Consistency is taking the average number present when a group meets (no matter how many times) and dividing it by the total enrolled in the group.  The result is 3 zones or relative levels of group health.

DirReport

  • Red groups have less than 50% show up when their group met on average.  i.e. More people in the group don't show up than do. 
  • Yellow groups have 50 to 80% average attendance.  These are fairly average groups.
  • Blue groups have more than 80% average attendance when they meet.  Excellent.

This report is revolutionary for small group ministries.  It enables the small group director and coaches to zero in on the groups that need their attention.  If they don't do anything else that month, they need to see what's up with the Red zone groups. Blue zone groups are their leadership development environments.

This is such a big deal, we'll give the next blog post to the significance of the idea of consistency of a group.  But here you can see how Red / Yellow / Blue has the same significance for Small Group Directors as the 18 month trend does for the Executive Team.

Leader Level

This is where the rubber hits the road.  Now we are talking about the lives of individual people.  The 18 month trend line is not really a metric leaders are interested in.  It affects their ministry very little.  But, everyone is interested in what's going on in the lives of individuals.  Click in the Group Name cell on the Monthly Group Report for any group and you'll find a hyper-link that has you login and then creates for you a previous month summary chart for the people in that group.

GroupReport

  • The report is sorted based on consistency rate from least to most, not alphabetical.
  • The Red / Yellow / Blue highlights are used for both person and meeting consistency.
  • Directors / Coaches develop questions about specific people from this report.
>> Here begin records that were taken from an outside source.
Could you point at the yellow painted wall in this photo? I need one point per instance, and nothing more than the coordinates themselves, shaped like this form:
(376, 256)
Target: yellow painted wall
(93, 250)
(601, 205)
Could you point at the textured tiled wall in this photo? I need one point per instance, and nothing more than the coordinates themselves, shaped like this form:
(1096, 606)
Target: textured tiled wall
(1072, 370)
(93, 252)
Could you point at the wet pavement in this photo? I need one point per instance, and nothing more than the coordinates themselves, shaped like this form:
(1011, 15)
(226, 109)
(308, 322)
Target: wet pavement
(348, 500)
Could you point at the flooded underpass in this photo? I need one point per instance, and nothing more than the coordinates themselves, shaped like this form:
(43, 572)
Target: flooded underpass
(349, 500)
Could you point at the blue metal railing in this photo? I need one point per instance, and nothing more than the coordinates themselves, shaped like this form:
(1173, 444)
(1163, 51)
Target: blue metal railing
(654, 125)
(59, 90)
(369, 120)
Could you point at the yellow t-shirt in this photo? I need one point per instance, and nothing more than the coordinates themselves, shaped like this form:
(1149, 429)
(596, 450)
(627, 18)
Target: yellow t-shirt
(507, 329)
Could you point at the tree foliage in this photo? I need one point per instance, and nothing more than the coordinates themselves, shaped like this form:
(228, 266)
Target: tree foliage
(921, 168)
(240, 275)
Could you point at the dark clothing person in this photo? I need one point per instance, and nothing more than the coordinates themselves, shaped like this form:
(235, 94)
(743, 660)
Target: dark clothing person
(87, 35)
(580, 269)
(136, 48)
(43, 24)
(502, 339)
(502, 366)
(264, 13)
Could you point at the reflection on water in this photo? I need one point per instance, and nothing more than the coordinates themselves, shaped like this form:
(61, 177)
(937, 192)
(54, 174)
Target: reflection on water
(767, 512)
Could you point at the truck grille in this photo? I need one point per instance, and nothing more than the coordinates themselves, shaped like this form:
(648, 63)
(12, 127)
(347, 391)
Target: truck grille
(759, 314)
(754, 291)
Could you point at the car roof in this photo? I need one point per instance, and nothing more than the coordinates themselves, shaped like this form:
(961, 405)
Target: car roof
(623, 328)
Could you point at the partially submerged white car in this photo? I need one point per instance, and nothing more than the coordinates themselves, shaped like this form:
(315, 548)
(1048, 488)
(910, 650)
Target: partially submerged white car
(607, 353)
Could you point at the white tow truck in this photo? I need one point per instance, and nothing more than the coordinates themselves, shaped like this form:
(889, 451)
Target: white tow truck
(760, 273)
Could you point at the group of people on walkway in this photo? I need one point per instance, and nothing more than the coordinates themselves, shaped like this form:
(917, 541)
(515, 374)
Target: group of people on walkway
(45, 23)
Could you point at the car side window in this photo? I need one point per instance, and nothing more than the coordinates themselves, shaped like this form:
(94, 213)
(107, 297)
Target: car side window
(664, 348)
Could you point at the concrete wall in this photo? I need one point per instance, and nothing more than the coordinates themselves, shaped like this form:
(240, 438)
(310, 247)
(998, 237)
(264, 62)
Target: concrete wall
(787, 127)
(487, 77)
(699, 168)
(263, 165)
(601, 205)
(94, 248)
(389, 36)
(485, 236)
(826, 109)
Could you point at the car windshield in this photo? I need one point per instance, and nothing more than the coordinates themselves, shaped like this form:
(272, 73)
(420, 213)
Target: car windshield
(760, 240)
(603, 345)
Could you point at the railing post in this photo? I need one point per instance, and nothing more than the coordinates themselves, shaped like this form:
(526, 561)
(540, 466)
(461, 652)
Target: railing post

Without specific data, it is hard to pinpoint where specific problems might be within a group. But, good data can confirm a hunch or uncover other issues that might be affecting the group.  At very least they can point to specific conversations that need to be engaged to discover what is really going on with the group.  

All three levels are shepherding levels.  But the span of care required at each level is different, so the metrics needed are different.  All three levels are vital to the overall health of a small group ministry. 

Using data to inform decision-making is vital for effective ministry.  Remember the shepherd in Luke 15?  He had to have a system in place to determine if one of his sheep was missing. So, he simply counted.  If he failed to do this, he would not have known what the needs were in his flock and where to focus his attention.